2. O INÍCIO DO PROCEDIMENTO ARBITRAL
A convenção de arbitragem é gênero, do qual são espécies, a cláusula compromissória e o compromisso arbitral. Enquanto a cláusula compromissória é inserida em um contrato para o caso de um conflito vir a surgir no futuro, o compromisso arbitral é pactuado após o aparecimento do problema. Em ambas as espécies, é certo que as partes contratantes ficam obrigadas a resolverem a contenda por meio de arbitragem, salvo, claro, se ocorrer o distrato. A convenção de arbitragem, em princípio, deverá ser escrita, podendo estar em documento apartado do contrato, desde que fique clara a intenção de as partes desejarem submeter o litígio (futuro ou já existente) à arbitragem. Uma troca de e-mails, entre os representantes legais das partes, v.g., poderá servir de prova no que tange à existência de convenção de arbitragem.
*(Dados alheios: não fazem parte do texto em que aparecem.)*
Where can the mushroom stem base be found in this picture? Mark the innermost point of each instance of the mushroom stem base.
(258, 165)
Para que a pessoa que não está acostumada com o dia a dia da arbitragem possa entender melhor o passo a passo inicial, explicaremos abaixo. O procedimento, por certo, variará, pois cada câmara de arbitragem tem o seu regulamento próprio, contudo, não há grandes variações no tocante a essas regras mais elementares.
Primeiramente, surgindo um desentendimento entre duas partes contratantes, e existindo convenção de arbitragem, deve o interessado se dirigir à instituição de arbitragem responsável por administrar o feito, cujo nome já deve, provavelmente, constar da convenção arbitral, e requerer a instauração de um procedimento arbitral. A parte contrária será cientificada disso. O próximo passo é a nomeação de árbitro único ou de tribunal arbitral. Após a nomeação do árbitro, bem como do pagamento das despesas procedimentais, será marcada audiência para a assinatura de dois documentos, quais sejam, o termo de início de procedimento e o termo de arbitragem (também denominado de termo de referência ou de ata de missão). Nesse documento constarão os nomes e qualificação das partes e do árbitro, o objeto da arbitragem, particularidades do procedimento aplicável, o idioma utilizado, a lei aplicável, os valores das despesas já efetuados, dentre outros. Já no termo de início de procedimento constará o nome das partes e de seus advogados, lembrando que a presença do advogado na arbitragem é facultativa. Incluir-se-á, ainda, o nome do árbitro e um breve resumo do que ocorreu até a data da audiência. Ambos os documentos, repita-se, deverão ser assinados pelas partes e seus advogados (se existirem), pelo árbitro e pelo secretário de procedimento do órgão arbitral.
Uma informação que pode ser de interesse é a de que a competência para decidir, em primeiro lugar (mas, não, exclusivamente), sobre a existência, a validade, a eficácia e os limites da convenção de arbitragem, é do árbitro, e, não, do Poder Judiciário, salvo nas hipóteses de nulidade prima facie, conforme entendimento quase unânime da doutrina e da jurisprudência. Sendo assim, se o procedimento arbitral iniciou-se é porque o árbitro foi nomeado e a convenção arbitral, pelo menos até aquele momento, é válida.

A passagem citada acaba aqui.